Bir yerli dizi fanı olarak çok fazla yabancı dizi
izlemem ama bu sevmediğim anlamına gelmiyor. Yabancı bir diziye tutuldum mu
günde birkaç bölüm bilgisayarın başından kalkmadan izlerim. Özellikle stoklu yabancı
dizileri izlemekten zevk alıyorum, hele hele bizim bir bölümü saatler süren
yerli dizilerimizle kıyaslayınca. Bağlanma sorunu var sanırım bende. Evet, yabancı
dizilere bağlanma sorunu! Bir bağlansam akıp gidiyor da işte mesele o yola baş
koymakta. The Night Of’a beni çeken
ise konusu oldu ama üzerine yapılan olumlu yorumların ve elbette 8 bölümlük
mini dizi olmasının etkisi büyük.
The
Night Of, Pakistanlı bir gencin bir şekilde karıştığı cinayeti
ve sonrasındaki soruşturma ve yargılama evrelerini anlatıyor.

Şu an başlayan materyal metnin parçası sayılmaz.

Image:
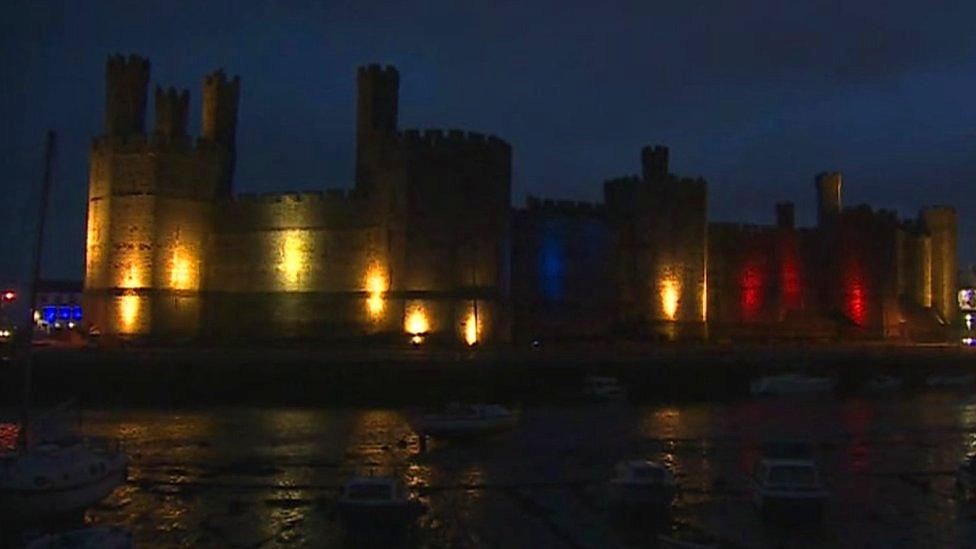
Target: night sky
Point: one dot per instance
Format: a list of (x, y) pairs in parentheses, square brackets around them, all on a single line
[(757, 97)]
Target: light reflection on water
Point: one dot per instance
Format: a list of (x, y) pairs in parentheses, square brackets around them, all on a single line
[(270, 476)]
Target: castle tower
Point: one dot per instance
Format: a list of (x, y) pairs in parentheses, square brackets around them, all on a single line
[(377, 98), (828, 197), (126, 81), (654, 162), (150, 202), (171, 113), (220, 103), (942, 225)]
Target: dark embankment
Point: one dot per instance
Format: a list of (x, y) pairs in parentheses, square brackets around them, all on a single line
[(326, 377)]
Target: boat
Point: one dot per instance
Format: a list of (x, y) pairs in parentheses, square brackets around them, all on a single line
[(643, 484), (966, 477), (102, 537), (459, 420), (57, 478), (789, 486), (791, 384), (46, 476), (602, 388), (949, 381), (370, 504), (883, 384)]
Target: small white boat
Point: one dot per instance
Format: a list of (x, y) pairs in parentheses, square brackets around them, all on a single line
[(950, 381), (883, 384), (789, 486), (371, 503), (459, 420), (103, 537), (644, 484), (966, 477), (51, 479), (791, 384), (602, 388)]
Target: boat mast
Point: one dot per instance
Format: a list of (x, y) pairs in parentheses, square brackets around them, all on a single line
[(24, 353)]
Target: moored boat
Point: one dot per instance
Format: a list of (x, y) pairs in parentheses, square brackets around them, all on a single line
[(883, 384), (103, 537), (370, 504), (459, 420), (51, 479), (789, 486), (643, 484), (602, 388), (791, 384)]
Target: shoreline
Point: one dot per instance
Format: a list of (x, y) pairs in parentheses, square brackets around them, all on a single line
[(306, 376)]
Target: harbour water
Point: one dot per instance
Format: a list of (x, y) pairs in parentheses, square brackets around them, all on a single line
[(268, 477)]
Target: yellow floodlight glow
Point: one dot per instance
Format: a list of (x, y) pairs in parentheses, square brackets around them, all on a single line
[(471, 330), (179, 274), (294, 260), (129, 307), (132, 277), (670, 296), (417, 323), (375, 287)]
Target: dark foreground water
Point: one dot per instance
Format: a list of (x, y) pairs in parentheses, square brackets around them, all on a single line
[(249, 477)]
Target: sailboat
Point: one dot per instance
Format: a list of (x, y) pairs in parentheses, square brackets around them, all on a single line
[(48, 476)]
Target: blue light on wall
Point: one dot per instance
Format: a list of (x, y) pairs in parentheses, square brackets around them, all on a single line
[(552, 262)]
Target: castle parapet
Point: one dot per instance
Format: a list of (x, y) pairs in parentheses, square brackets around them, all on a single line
[(435, 137), (126, 81), (172, 109), (570, 208)]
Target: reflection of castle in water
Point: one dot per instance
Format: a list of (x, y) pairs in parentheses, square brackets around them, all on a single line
[(426, 243)]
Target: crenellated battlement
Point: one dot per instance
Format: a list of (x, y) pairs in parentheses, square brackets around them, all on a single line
[(126, 80), (563, 207), (172, 109), (725, 228), (451, 138), (328, 195), (220, 103), (155, 143)]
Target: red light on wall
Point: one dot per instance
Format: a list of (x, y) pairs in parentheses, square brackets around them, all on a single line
[(855, 294), (790, 280), (751, 301)]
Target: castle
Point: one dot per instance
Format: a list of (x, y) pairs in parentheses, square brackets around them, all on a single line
[(426, 245)]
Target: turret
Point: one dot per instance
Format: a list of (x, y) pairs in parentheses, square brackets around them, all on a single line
[(171, 112), (126, 81), (376, 115), (654, 161), (942, 225), (376, 103), (220, 99), (828, 197)]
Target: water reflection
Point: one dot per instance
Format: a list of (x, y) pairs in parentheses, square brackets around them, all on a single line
[(268, 477)]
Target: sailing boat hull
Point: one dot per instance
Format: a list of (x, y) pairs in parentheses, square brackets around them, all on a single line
[(28, 504)]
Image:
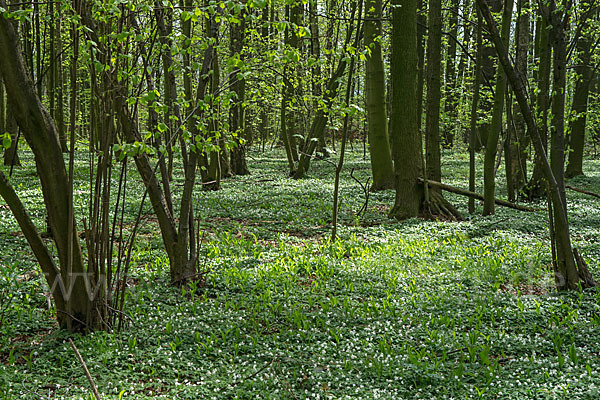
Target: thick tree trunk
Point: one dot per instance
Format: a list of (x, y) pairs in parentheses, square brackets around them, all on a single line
[(491, 148), (433, 76), (237, 114), (407, 150), (379, 143), (570, 271)]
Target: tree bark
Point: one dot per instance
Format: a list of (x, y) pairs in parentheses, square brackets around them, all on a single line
[(379, 144), (473, 137), (570, 273), (451, 104), (237, 114), (406, 139), (577, 122), (491, 148), (433, 76), (41, 134)]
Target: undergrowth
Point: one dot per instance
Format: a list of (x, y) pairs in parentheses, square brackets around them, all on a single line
[(390, 310)]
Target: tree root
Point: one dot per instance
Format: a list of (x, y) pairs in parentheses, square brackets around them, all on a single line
[(587, 280), (438, 208)]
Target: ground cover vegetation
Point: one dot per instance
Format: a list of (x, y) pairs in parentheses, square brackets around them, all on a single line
[(268, 199)]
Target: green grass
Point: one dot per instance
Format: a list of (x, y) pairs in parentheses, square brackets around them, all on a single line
[(392, 310)]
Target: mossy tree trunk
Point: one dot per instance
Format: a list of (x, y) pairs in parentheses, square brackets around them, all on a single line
[(237, 114), (519, 141), (536, 187), (473, 137), (379, 144), (433, 77), (407, 150), (491, 148), (570, 271), (450, 108), (77, 308), (584, 74)]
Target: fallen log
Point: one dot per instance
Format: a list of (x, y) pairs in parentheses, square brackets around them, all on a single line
[(453, 189), (583, 191)]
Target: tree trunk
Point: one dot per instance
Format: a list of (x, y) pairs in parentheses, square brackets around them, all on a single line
[(406, 139), (473, 137), (379, 143), (315, 50), (237, 111), (421, 28), (451, 97), (584, 75), (570, 272), (536, 187), (433, 76), (76, 310), (491, 148), (11, 154), (520, 140)]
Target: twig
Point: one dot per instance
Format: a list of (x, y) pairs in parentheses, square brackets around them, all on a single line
[(87, 372)]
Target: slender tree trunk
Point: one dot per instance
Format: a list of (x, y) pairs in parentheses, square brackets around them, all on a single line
[(488, 71), (569, 273), (379, 143), (584, 74), (11, 154), (2, 108), (237, 112), (491, 148), (474, 107), (315, 49), (433, 76), (421, 28), (519, 143), (536, 187), (42, 136), (451, 96)]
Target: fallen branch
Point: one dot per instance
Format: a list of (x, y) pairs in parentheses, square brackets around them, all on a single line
[(583, 191), (468, 193), (87, 372)]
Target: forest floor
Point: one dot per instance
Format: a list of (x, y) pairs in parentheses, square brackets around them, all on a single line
[(418, 309)]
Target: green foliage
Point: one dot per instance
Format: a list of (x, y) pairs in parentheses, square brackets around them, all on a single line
[(391, 310)]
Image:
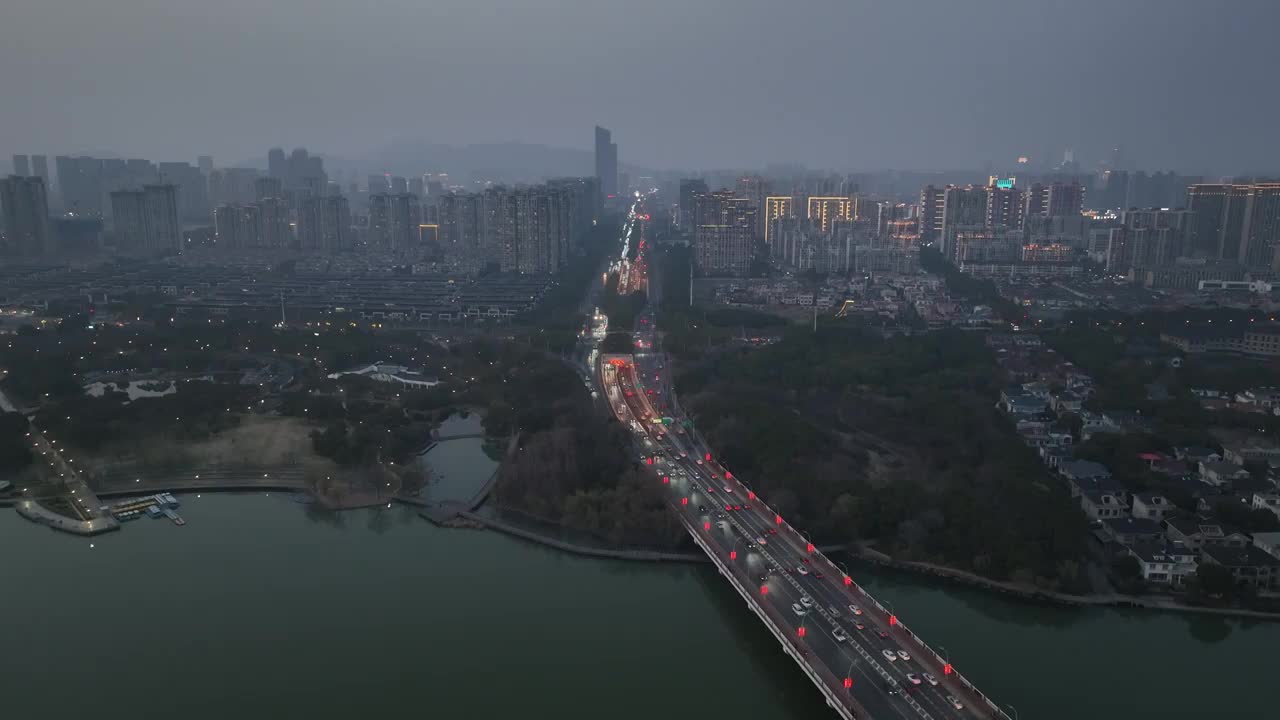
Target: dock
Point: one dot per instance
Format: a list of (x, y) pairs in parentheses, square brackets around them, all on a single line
[(152, 506)]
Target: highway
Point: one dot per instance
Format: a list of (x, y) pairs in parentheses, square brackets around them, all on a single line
[(848, 643)]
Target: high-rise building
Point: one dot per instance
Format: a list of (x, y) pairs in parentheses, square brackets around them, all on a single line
[(1219, 219), (40, 168), (146, 220), (268, 187), (754, 188), (1237, 222), (723, 233), (238, 227), (273, 223), (380, 220), (963, 206), (1260, 236), (498, 236), (776, 208), (689, 190), (24, 201), (1005, 205), (824, 212), (277, 165), (192, 190), (406, 215), (606, 162), (1055, 200), (461, 220), (324, 224), (932, 205)]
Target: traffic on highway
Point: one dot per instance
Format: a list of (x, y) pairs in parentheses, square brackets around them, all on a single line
[(858, 652)]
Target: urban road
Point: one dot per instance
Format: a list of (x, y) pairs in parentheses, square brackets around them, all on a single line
[(855, 650)]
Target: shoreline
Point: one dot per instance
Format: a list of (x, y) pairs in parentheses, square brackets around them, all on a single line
[(952, 575), (1032, 595)]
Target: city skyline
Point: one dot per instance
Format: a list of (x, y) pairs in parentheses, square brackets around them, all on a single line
[(1147, 94)]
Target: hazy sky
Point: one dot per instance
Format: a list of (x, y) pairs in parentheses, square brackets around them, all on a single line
[(841, 83)]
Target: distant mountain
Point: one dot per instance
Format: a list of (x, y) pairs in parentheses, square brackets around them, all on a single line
[(501, 162)]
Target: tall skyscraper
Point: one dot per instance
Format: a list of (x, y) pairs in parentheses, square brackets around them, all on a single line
[(238, 227), (324, 224), (1055, 200), (1005, 205), (606, 162), (689, 190), (268, 187), (146, 220), (380, 220), (963, 206), (277, 165), (40, 168), (406, 215), (776, 206), (824, 212), (723, 233), (24, 203), (1219, 219), (1260, 233), (932, 204), (192, 190)]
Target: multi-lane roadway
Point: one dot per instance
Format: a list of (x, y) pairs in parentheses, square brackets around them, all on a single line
[(863, 659)]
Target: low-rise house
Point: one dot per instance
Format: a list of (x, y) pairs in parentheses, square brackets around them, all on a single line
[(1198, 532), (1152, 506), (1249, 565), (1267, 542), (1221, 474), (1054, 456), (1196, 455), (1264, 397), (1165, 563), (1016, 402), (1104, 504), (1082, 473), (1133, 531), (1244, 452), (1267, 501), (1037, 390), (1066, 402)]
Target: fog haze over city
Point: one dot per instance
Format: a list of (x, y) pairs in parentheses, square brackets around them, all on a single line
[(828, 83)]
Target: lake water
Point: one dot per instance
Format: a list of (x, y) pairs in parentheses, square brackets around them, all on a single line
[(460, 468), (263, 607)]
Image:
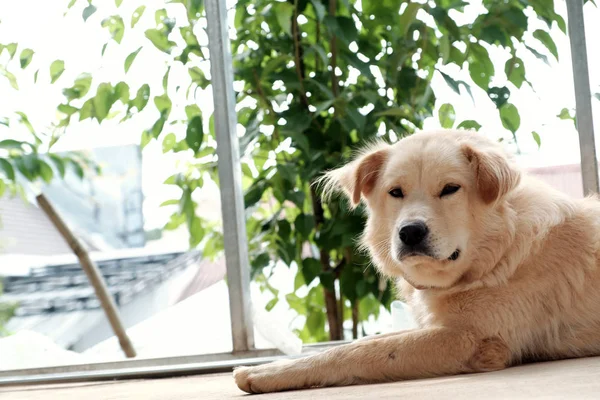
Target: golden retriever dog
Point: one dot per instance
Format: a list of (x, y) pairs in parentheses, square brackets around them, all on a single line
[(497, 267)]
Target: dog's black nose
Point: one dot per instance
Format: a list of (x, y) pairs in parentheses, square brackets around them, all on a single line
[(413, 233)]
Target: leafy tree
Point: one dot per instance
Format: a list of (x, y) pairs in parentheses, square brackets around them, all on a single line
[(314, 80)]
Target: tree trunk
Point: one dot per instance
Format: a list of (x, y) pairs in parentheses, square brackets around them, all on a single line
[(355, 320)]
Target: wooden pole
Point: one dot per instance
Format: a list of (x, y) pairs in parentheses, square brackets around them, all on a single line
[(94, 276)]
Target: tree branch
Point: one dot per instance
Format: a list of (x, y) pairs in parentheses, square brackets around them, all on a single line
[(268, 104), (298, 56), (333, 48), (330, 296)]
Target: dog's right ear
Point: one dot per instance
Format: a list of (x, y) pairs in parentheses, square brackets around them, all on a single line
[(494, 174), (358, 178)]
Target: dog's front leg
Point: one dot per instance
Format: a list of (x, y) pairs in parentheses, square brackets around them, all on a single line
[(412, 354)]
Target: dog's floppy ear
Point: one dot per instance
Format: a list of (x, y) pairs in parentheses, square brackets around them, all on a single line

Dizi yargı sistemi, avukatlar, suç, suçlu
psikolojisi, toplumun suçluya bakışı, cezaevi sistemi, 11 Eylül’ün etkisi ve
Müslümanlık gibi pek çok konuya dokundurup elini çekiyor, tabiri caizse göze
sokmadan mesajlarını veriyor. Dizi beni -okuyanlar anlarlar- Victor Hugo’nun Sefiller’inden Jean Valjean’e götürdü.
Bir suçlunun veya bir suçla yargılanan kişinin toplum tarafından itildiği nokta
dizide abartılmadan hatta naif denebilecek ölçüde değerlendiriliyor.
Diziyi izlemeye
başladığımda her ne kadar cinayet ve katilin kim olabileceği üzerine dikkat
kesilsem de daha sonra aslında verilen mesajın bununla ilgisi olmadığını anlayıp
diziyi farklı bir bakış açısıyla izlemeye devam ettim. Biraz algıda seçicilik, kendi
mesleğimle alakası itibariyle aslında The
Night Of benim için Amerikan yargı sisteminin gölgesindeki veya kanatları
altındaki -duruma göre değişir- avukatları incelemek için seyirlik bir şölendi.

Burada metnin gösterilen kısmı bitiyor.